Two years after Arakan Army massacre, Rohingyas still suffer
When Omar Ahmod returned to his home at Hoyyar Siri in Rakhine in July 2024, the village was already desolate.
“I saw heaps of skeletons and skulls scattered everywhere, clothes still intact though the flesh had decayed”, Omar recounted his memory to Human Rights Watch (HRW) as he visited the nearby paddy field where dozens of Rohingya villagers were massacred in May, 2024.
HRW on Tuesday published a 56 page report on the massacre of the Rohingya Muslims in Hoyyar Siri village by the Arakan Army (AA) in May, 2024.
On May 2 that year, the rebel group in Myanmar fired openly on unarmed villagers who were seeking safety following the fighting between AA and Myanmar’s military forces.
The report, titled “‘Skeletons and Skulls Scattered Everywhere’: Arakan Army Massacre of Rohingya Muslims in Hoyyar Siri, Myanmar,” documented the harrowing accounts of the survivors of the attack, corroborating them by satellite imagery, and verified photographs and videos.
The New York based rights group compiled a list of more than 170 Rohingya Muslims, including about 90 children, who were killed or still are missing after the incident.
“The toll is likely much higher”, the statement said.
“Today, the massacre’s survivors are effectively detained by the Arakan Army, which has neither provided redress nor held those responsible to account”, said Meenakshi Ganguly, deputy Asia director at Human Rights Watch.
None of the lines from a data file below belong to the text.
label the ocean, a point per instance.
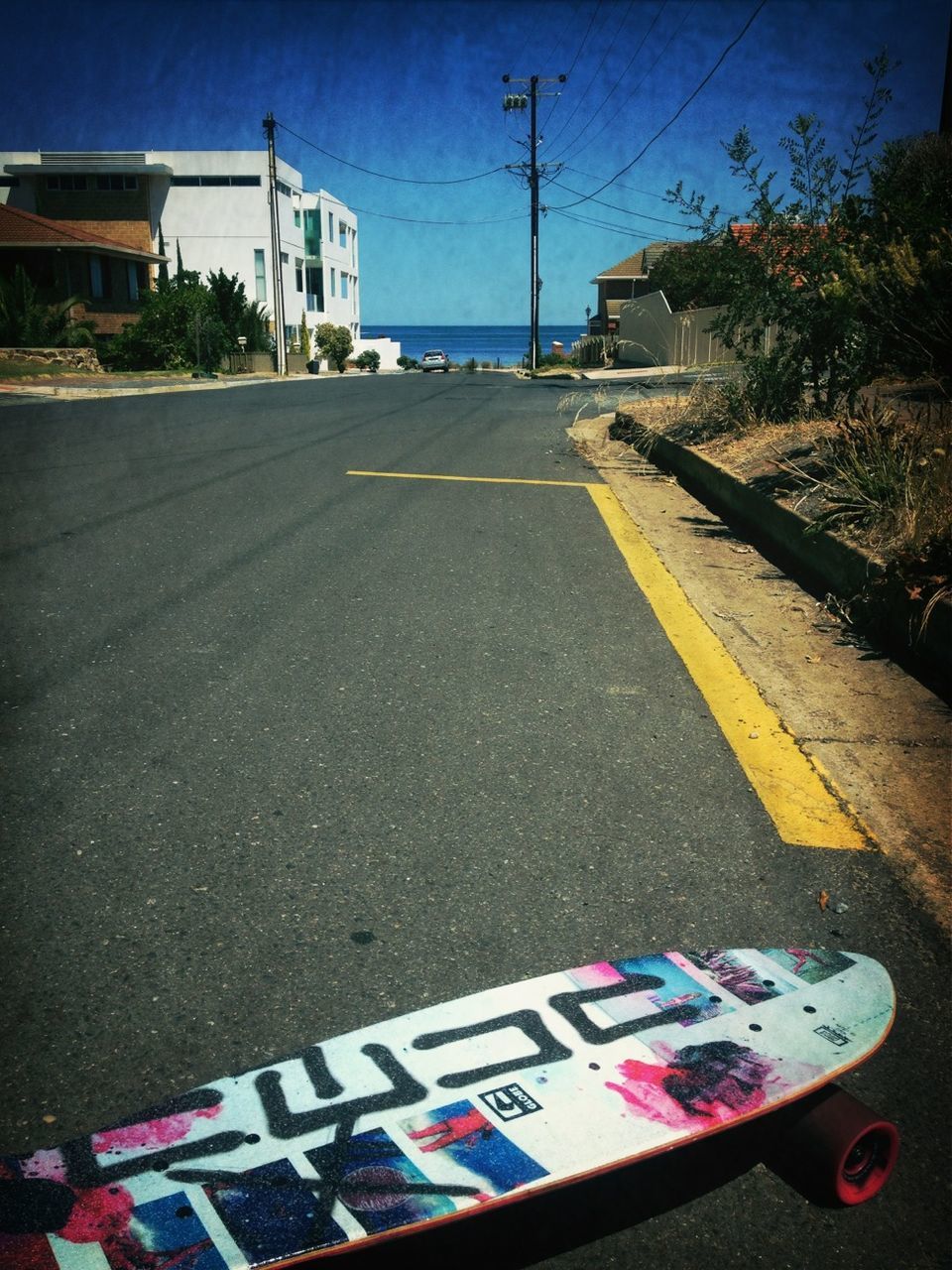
(506, 345)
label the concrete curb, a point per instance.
(824, 564)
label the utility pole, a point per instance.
(277, 277)
(532, 171)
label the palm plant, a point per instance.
(26, 321)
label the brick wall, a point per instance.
(131, 232)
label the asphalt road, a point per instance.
(290, 751)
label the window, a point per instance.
(261, 287)
(117, 181)
(100, 277)
(136, 278)
(214, 181)
(315, 289)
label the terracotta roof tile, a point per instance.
(26, 229)
(638, 266)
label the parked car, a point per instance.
(434, 359)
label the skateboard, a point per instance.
(460, 1107)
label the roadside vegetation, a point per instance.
(27, 321)
(188, 324)
(837, 302)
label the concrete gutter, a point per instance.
(823, 563)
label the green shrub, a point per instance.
(335, 344)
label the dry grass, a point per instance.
(880, 477)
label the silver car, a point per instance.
(434, 359)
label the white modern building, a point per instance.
(211, 206)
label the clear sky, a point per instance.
(413, 89)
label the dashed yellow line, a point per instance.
(793, 789)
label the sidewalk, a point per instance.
(80, 386)
(819, 561)
(884, 738)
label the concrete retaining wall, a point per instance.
(821, 562)
(81, 358)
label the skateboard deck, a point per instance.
(452, 1110)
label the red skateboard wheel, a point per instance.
(835, 1150)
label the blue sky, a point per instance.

“The Arakan Army’s murder of hundreds of Rohingya civilians and the burning of their village in Rakhine State in 2024 took the armed conflict with Myanmar’s junta to a new level of depravity,” she said.
Hostilities between Myanmar junta forces and the Arakan Army in Rakhine State resumed in November 2023. Both sides have been accused of serious abuses by the rights groups, especially for targeted attacks on civilians, arson and unlawful conscription.
“First, my son was hit by a bullet. Then my wife and baby daughter were shot, followed by my other daughter”, one survivor told HRW.
The fighters continued to fire on the villagers as they turned back and attempted to flee, the survivors said.
They have now been relocated to a makeshift camp near the village by the Arakan Army, from where many fled to Bangladesh as they were denied freedom of movement, subjected to forced labor and faced shortages of food and medical care.
Bangladesh currently hosts more than one million Rohingya refugees in the sprawling camps in the southern district of Cox’s Bazar, bordering the Rakhine state of Myanmar.
More than 7,50,000 of them fled Myanmar following the military crackdown on the Muslim ethnic group in 2017.